Xander Markham said...

Thanks for your comment! Pleased you enjoyed the review.

My hesitation in accepting whether the episode's themes/messages were intentional or not mainly stemmed from South Park usually being pretty upfront about what it is trying to say, even if doing so in a characteristically absurd manner. The opening episode of this season, 'Reverse Cowgirl', is a good example of that.

'Jewpacabra' required a lot more unpacking than usual and could be seen as nothing more than a silly episode about Cartman being anti-semitic and ending up, as you tidily put it, 'dressed in a bunny costume, smeared with blood and chained up in the woods by the owner of a confused super market chain.'

If this had been any other comedy, the recurring motifs would have been dismissed out of hand as a fluke. Since it's South Park, there's a good chance Trey and Matt were toying with deeper ideas, even if it was more difficult to be sure this time, especially since other recent episodes have been a bit fuzzy on what they've wanted to say.

Anonymous said...

I agree with the first poster "Unknown" in that you hit on the hidden message despite the fact that you also possess doubt in it's meaning. There is no question that the creators paralleled the belief in urban legends and myths with the faith people have in various religions. They basically divide the audience into those who understand (like Kyle) and those who don't (like Cartman, although he claims he does at the end). In the end Cartman falls victim to his own scam when he tries to swap one ideal with another because he was passed over. Only Kyle knows that he was the one who saved Cartman and that his conversion to Judaism is really fallacious.

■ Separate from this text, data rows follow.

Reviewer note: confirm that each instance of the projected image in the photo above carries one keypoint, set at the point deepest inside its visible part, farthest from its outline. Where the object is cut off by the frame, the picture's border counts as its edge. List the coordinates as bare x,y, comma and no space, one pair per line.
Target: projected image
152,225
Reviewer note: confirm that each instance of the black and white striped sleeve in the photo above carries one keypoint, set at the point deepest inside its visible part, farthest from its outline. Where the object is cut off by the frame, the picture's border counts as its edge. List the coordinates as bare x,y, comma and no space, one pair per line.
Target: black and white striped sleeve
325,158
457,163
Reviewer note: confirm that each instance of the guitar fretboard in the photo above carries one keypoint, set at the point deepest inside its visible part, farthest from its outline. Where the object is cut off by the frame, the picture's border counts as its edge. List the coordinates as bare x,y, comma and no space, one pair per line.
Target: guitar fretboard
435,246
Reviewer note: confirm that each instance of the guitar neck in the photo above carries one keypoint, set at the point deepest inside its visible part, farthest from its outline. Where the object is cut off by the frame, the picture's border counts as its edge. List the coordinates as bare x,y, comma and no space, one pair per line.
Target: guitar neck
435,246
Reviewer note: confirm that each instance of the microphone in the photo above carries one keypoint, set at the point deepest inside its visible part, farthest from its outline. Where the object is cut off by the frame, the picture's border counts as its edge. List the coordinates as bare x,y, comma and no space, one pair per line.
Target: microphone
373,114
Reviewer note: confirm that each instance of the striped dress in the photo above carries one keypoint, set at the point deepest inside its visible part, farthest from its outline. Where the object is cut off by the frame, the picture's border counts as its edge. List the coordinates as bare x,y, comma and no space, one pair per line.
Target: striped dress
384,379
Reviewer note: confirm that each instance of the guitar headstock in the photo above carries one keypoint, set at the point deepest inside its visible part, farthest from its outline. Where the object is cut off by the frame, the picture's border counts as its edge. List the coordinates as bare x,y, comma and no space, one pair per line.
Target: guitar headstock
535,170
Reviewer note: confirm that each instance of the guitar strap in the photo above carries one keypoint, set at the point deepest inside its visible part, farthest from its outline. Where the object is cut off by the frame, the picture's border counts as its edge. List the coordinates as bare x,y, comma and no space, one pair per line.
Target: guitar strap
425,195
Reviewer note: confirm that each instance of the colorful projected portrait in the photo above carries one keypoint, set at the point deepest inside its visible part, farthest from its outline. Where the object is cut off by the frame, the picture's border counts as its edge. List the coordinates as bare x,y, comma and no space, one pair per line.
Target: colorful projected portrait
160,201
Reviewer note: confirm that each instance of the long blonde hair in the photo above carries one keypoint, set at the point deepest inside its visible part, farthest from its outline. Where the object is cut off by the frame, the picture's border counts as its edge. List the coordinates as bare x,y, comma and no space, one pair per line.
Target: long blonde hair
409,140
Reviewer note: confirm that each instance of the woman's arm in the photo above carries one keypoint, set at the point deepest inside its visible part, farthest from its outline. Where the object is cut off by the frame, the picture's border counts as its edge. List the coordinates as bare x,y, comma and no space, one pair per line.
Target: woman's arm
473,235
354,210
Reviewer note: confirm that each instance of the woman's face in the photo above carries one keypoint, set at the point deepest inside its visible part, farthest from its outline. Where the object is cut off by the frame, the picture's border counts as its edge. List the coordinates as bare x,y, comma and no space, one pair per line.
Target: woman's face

IMO they also point out the hidden motives behind the creations of most belief systems, which often seek to only benefit only a few. They suggest that people with religious faith believe blindly in their own ideals while claiming that other people with similar beliefs only slightly different stories are stupid or wrong. The morale of the story is to be like Kyle, and be skeptical of what everyone is pushing (although he too is religious).

Alex Flannagan said...

I didn't enjoy your article sorry. It was repetitive and you could've made your point in a short paragraph. I also read your butterballs episode review and feel similarly.